- Jiayu Li

# Harp-DAAL for High Performance Big Data Computing

Large-scale data analytics is revolutionizing many business and scientific domains. Easy-to-use scalable parallel techniques are necessary to process big data and gain meaningful insights. We introduce a novel HPC-Cloud convergence framework named Harp-DAAL and demonstrate that the combination of Big Data (Hadoop) and HPC techniques can simultaneously achieve productivity and performance. Harp is a distributed Hadoop-based framework that orchestrates efficient node synchronization [1]. Harp uses Intel® Data Analytics Accelerator Library (DAAL) [2], for its highly optimized kernels on Intel® Xeon and Xeon Phi architectures. This way the high-level API of Big Data tools can be combined with intra-node fine-grained parallelism that is optimized for HPC platforms. We illustrate this framework in detail with K-means clustering, a computation-bounded algorithm used in image clustering. We also show the broad applicability of Harp-DAAL by discussing the performance of three other big data algorithms: Subgraph Counting by color coding, Matrix Factorization and Latent Dirichlet Allocation. They share issues such as load imbalance, irregular structure, and communication issues that create difficult challenges.

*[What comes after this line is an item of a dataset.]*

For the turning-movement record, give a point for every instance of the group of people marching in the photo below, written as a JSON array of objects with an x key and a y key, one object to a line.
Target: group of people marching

The categories in Figure 1 illustrate a classification of data intensive computation into five computation models that map into five distinct system architectures. It starts with *Sequential*, followed by centralized batch architectures corresponding exactly to the three forms of MapReduce: *Map-Only*, *MapReduce* and *Iterative MapReduce*. Category five is the classic *MPI* model. Harp brings Hadoop users the benefits of supporting all 5 classes of data-intensive computation, from pleasingly parallel to machine learning and simulations. We have expanded the applicability of Hadoop (with Harp plugin) for more classes of Big Data applications, especially complex data analytics such as machine learning and graph. We re-design a modular software stack with native kernels (with DAAL) to effectively utilize scale-up servers for machine learning and data analytics applications. Harp-DAAL shows how simulations and Big Data can use common programming environments with a runtime based on a rich set of collectives and libraries.

**How to interface Harp and DAAL?**

Intel DAAL already provides API to their native C/C++ kernels by using high-level programming languages such as Java and Python. Since Harp is written in Java and extended from the Hadoop ecosystem, we choose Java to interface Harp and DAAL and optimize it particularly for applications with big intermediate data (e.g., machine learning model) of communication. In Harp-DAAL, data is stored in a hierarchical data structure named *Harp-Table*, which consists of tagged partitions. Each partition contains a partition ID (metadata) and a user-defined serializable Java object such as a primitive array. When doing communication, data is transferred among distributed cluster nodes via Harp collective communication operations. When doing local computation, data moves from *Harp-Table* (JVM heap memory) to DAAL native kernels (off-JVM heap memory). A data copy is unavoidable between Java object and C/C++ allocated memory space, and Figure 2 illustrates two approaches.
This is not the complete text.